Member of the Mississippi Senate from the 48th district
- In office January 4, 2000 – January 7, 2020
- Preceded by: Clyde Woodfield
- Succeeded by: Mike Thompson

Personal details
- Born: December 1, 1951 (age 74) Dallas, Texas, U.S.
- Party: Democratic
- Education: University of Southern Mississippi
- Occupation: Surgical technician, marketing consultant

= Deborah Jeanne Dawkins =

American politician (born 1951)

Deborah Jeanne Dawkins (née Johnson, born December 1, 1951) is an American politician who was a Democratic former member of the Mississippi Senate, representing the 48th District from 1999 to 2020.

==Senate career==
Dawkins was a volunteer lobbyist for groups including the Sierra Club and the League of Women Voters at the Mississippi Legislature from 1996 to 1999. In 1999, she decided to run for the Mississippi State Senate. In an upset, Dawkins defeated 12-year incumbent Clyde Woodfield in the Democratic primary, and met no opposition in the general election for the 2000-2004 term.

In the 2016-2020 session, Dawkins was a member of nine Senate committees, and was the primary sponsor of 634 bills and the secondary sponsor of one bill. Upon Governor Phil Bryant signing a bill into law in 2014 that banned abortions from taking place after 18 weeks of pregnancy, Dawkins said, "It occurs to me the past few years that a lot of men do not understand how the female body works. This is about removing the rights of women without means, whether anybody here is willing to admit it or not. Because this is women's bodies, and they're used to controlling women in so many other ways, they're very comfortable with it." She has also expressed her support for legalization of medical marijuana. In January 2015 Dawkins introduced a bill into the legislature that would give patients with serious medical conditions the access to medical marijuana and would reclassify the drug as a Schedule II substance.
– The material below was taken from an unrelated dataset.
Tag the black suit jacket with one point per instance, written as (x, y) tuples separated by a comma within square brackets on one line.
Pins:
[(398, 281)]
Dawkins filed for reelection in 2019; however, she lost the Democratic primary with 41.3% of the vote.

==Personal life==
Dawkins has three children and four grandchildren. Dawkins attends Mount Zion Methodist Church in DeLisle, Mississippi. Dawkins is a member of several organizations including the League of Women Voters, National Caucus of Environmental Legislators, America Association of University Women, and the University of Southern Mississippi Alumni Association.